Influence of pH-responsive compounds synthesized from chitosan and hyaluronic acid on dual-responsive (pH/temperature) hydrogel drug delivery systems of Cortex Moutan

Abstract

The polysaccharide-based pH-responsive compounds, namely, N,N,N-trimethyl chitosan (TMC), polyethylene glycolated hyaluronic acid (PEG-HA), and polysaccharide-based nano-conjugate of hyaluronic acid, chitosan oligosaccharide and alanine [HA-Ala-Chito(oligo)] were chemically synthesized using biopolymers chitosan and hyaluronic acid, and applied here to observe the changes in morphology, pH-stability, mechanical and drug-release behavior, and cytotoxicity of thermo-responsive polymer: Poloxamer 407 (PF127)-based drug delivery systems for traditional Chinese medicine Cortex Moutan (CM). The thermo-responsive hydrogel of PF127 loaded with CM (GelC) was used as control.
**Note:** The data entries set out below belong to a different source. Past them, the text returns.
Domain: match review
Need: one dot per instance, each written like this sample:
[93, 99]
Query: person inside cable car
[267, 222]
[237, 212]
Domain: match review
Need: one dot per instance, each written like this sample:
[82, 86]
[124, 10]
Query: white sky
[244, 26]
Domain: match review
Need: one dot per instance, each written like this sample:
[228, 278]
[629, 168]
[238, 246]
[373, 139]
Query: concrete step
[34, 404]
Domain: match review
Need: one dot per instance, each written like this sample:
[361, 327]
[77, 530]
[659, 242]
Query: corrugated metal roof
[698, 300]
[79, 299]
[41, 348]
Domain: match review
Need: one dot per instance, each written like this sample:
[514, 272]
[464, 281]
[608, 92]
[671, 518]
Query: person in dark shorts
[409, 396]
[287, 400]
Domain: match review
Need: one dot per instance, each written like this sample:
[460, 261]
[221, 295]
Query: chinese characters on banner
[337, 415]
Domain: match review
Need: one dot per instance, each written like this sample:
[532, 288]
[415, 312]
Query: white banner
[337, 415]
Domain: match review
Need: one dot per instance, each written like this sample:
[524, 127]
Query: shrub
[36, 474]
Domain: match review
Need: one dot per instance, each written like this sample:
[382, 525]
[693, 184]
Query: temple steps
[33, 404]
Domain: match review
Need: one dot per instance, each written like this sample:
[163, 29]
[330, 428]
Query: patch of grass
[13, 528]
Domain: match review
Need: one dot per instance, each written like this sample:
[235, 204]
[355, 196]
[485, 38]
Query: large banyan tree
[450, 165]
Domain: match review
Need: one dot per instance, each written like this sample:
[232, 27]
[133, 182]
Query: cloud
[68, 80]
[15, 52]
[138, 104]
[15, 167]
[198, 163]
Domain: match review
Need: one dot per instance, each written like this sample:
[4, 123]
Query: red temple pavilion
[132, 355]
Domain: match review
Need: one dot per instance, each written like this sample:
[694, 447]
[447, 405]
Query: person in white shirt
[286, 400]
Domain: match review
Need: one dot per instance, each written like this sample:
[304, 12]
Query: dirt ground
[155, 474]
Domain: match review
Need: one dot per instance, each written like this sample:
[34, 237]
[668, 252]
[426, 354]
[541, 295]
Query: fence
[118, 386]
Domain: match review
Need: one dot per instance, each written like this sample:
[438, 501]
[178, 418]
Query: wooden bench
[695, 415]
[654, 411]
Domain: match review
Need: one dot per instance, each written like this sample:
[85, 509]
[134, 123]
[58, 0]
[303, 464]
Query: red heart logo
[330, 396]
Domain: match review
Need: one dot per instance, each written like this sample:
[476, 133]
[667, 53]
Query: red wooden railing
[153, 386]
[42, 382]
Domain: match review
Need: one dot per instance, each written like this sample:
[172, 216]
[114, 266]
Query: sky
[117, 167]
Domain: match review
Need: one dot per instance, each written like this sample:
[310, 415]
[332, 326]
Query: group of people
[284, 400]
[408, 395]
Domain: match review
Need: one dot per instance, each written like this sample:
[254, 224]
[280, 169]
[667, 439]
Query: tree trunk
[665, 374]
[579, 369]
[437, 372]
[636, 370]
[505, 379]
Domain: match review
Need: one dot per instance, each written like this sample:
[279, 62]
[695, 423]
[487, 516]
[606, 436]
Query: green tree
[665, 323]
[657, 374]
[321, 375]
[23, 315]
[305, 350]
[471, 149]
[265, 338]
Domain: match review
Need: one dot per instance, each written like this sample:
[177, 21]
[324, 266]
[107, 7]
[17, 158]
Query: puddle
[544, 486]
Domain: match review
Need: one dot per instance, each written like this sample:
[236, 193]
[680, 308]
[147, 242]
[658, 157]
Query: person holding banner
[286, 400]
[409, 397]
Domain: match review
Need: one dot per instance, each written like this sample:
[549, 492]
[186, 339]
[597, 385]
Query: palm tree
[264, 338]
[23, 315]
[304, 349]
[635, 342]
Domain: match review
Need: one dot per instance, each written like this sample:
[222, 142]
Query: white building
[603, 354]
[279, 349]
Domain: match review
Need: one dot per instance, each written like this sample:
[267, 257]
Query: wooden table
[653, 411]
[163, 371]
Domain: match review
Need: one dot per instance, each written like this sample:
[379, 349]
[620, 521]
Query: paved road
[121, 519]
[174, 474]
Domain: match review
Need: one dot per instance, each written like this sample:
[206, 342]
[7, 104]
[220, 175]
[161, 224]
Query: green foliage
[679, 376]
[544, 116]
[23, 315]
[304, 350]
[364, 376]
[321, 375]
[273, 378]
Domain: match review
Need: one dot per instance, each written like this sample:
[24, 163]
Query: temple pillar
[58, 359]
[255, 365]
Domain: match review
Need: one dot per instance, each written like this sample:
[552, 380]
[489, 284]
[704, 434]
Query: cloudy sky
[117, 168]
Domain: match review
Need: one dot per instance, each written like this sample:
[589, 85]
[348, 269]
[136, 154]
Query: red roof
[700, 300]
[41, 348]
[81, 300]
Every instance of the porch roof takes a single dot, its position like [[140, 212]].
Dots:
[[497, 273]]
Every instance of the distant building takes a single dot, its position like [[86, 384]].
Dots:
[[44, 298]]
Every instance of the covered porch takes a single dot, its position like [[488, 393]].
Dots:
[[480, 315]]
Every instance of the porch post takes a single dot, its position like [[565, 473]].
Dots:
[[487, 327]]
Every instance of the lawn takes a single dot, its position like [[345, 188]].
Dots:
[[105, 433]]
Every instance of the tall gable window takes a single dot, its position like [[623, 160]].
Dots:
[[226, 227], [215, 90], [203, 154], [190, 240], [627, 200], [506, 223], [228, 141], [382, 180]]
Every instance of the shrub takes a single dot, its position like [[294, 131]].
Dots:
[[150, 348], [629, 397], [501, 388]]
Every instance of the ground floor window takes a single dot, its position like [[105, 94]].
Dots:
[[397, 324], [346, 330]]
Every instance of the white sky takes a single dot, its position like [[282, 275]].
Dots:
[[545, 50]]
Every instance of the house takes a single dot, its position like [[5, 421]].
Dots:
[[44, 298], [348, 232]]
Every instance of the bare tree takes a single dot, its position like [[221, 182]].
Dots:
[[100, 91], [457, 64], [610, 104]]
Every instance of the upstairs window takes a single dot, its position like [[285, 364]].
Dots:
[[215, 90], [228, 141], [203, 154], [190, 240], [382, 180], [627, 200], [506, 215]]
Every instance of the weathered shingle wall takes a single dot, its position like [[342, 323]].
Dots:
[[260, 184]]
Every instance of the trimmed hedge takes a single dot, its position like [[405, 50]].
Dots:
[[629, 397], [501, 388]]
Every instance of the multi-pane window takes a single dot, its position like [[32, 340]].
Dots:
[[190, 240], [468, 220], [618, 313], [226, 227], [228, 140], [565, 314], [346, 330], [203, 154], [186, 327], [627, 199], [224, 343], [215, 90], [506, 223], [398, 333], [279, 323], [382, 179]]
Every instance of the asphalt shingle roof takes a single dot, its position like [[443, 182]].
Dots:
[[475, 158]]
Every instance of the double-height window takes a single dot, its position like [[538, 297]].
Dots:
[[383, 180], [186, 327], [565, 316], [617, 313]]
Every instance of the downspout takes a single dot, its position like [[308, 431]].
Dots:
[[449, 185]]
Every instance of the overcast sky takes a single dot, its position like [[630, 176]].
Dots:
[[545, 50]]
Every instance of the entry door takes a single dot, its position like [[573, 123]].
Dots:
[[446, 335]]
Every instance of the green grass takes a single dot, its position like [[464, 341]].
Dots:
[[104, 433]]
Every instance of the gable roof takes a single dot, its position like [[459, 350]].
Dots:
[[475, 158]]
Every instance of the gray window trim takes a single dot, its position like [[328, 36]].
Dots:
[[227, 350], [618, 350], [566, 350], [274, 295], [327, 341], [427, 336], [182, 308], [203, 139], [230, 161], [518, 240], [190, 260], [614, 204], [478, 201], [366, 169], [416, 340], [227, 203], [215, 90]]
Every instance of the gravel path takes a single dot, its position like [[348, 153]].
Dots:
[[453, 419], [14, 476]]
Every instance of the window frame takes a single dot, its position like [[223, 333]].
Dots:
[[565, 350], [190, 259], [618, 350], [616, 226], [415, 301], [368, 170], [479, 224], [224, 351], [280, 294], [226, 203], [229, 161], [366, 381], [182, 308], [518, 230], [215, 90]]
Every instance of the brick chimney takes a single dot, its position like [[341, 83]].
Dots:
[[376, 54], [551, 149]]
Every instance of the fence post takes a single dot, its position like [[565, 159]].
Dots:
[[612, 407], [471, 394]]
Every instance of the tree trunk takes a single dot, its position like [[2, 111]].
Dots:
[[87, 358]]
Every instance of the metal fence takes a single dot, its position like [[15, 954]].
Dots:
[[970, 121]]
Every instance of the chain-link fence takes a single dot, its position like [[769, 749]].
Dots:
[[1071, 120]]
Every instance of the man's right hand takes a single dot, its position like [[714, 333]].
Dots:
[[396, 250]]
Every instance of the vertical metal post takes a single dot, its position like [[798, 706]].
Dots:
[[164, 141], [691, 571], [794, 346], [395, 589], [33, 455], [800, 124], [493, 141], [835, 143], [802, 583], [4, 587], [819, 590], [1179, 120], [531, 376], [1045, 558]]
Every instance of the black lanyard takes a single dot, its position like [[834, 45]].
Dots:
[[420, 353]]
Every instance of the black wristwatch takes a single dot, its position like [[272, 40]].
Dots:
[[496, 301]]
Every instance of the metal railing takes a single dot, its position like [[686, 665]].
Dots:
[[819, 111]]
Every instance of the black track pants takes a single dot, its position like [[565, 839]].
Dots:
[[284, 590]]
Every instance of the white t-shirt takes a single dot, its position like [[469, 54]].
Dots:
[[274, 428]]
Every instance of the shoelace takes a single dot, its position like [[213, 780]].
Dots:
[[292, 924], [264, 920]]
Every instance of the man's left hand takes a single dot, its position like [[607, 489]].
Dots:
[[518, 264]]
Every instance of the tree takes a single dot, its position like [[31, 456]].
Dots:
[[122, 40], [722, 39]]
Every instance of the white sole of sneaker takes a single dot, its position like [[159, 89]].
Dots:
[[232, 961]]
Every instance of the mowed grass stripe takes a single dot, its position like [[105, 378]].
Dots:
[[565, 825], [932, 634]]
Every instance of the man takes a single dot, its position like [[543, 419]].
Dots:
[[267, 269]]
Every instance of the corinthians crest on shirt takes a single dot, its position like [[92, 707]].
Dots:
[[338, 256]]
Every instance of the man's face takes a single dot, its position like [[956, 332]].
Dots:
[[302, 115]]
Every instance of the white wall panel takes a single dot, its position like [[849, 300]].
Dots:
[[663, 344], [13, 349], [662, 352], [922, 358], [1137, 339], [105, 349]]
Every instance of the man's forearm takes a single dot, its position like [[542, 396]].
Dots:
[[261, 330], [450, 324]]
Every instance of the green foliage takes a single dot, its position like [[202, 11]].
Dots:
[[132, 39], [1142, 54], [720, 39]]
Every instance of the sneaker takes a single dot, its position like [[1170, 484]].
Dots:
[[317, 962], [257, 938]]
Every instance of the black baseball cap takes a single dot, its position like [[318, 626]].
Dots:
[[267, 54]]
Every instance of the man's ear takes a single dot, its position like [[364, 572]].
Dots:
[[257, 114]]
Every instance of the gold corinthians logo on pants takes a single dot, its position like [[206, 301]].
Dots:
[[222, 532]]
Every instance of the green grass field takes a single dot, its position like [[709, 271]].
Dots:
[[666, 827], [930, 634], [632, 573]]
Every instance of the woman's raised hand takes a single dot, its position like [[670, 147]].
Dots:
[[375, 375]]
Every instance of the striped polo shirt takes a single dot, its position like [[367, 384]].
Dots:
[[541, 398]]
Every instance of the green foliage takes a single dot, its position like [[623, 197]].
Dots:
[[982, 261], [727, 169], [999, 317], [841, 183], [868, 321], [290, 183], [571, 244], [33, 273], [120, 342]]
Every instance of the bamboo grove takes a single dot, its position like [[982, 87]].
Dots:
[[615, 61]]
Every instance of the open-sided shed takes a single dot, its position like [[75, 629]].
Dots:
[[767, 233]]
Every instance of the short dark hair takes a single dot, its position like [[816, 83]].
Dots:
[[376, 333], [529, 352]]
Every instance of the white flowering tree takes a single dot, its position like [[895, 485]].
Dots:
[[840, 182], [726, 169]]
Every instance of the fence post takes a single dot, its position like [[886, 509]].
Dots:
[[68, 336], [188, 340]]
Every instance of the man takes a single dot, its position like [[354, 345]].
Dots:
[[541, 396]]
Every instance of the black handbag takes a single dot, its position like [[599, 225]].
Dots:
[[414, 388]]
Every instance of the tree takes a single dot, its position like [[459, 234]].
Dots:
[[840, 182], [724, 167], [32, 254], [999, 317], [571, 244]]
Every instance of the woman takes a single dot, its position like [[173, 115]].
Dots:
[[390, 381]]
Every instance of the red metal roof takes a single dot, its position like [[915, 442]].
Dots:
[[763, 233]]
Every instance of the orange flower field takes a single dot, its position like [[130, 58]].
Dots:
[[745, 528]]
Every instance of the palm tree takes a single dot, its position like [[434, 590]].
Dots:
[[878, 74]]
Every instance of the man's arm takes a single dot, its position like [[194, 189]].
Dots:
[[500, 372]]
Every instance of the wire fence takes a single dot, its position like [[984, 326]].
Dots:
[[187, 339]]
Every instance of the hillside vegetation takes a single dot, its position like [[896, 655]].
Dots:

The dual-responsive (pH/temperature) hydrogels: PF127/TMC/PEG-HA (Gel1) and PF127/HA-Ala-Chito(oligo) (Gel2) showed improved mechanical behavior as obtained by rheology and mechanical agitation study, and pH-stability under various external pH conditions, and those improvements occurred due to the addition of polysaccharide-based pH-responsive compounds in the systems. Both, Gel1 and Gel2 showed better morphology than GelC as obtained by SEM or TEM suggesting that interaction of polysaccharide-based pH-responsive compounds with PF127 in either gel or sol state gave better porous network structure in the hydrogels or more dispersed micellar arrangements in sol-state, respectively. Gel1 showed the highest cumulative drug release (86.5%) after 5 days under mild acidic condition (pH 6.4) suggesting that release behavior of a hydrogel drug carrier was dependent on morphology, mechanical behavior, and pH-stability. The transdermal release (ex-vivo) results indicated that gallic acid, the active marker of CM passed through porcine ear skin and all the formulations showed more or less similar transdermal release properties. The hydrogels loaded with CM showed no cytotoxicity (cell viability >90.0%) on human HaCaT keratinocytes within concentration range of 0.0–20.0 μg/ml as obtained by MTT assay, and cell viability was more than 100% at a concentration of 20.0 μg/ml for Gel2. The formulations without loaded drug namely, Gel1-CM and Gel2-CM exhibited strong anti-bacterial action against gram positive bacteria Staphylococcus aureus.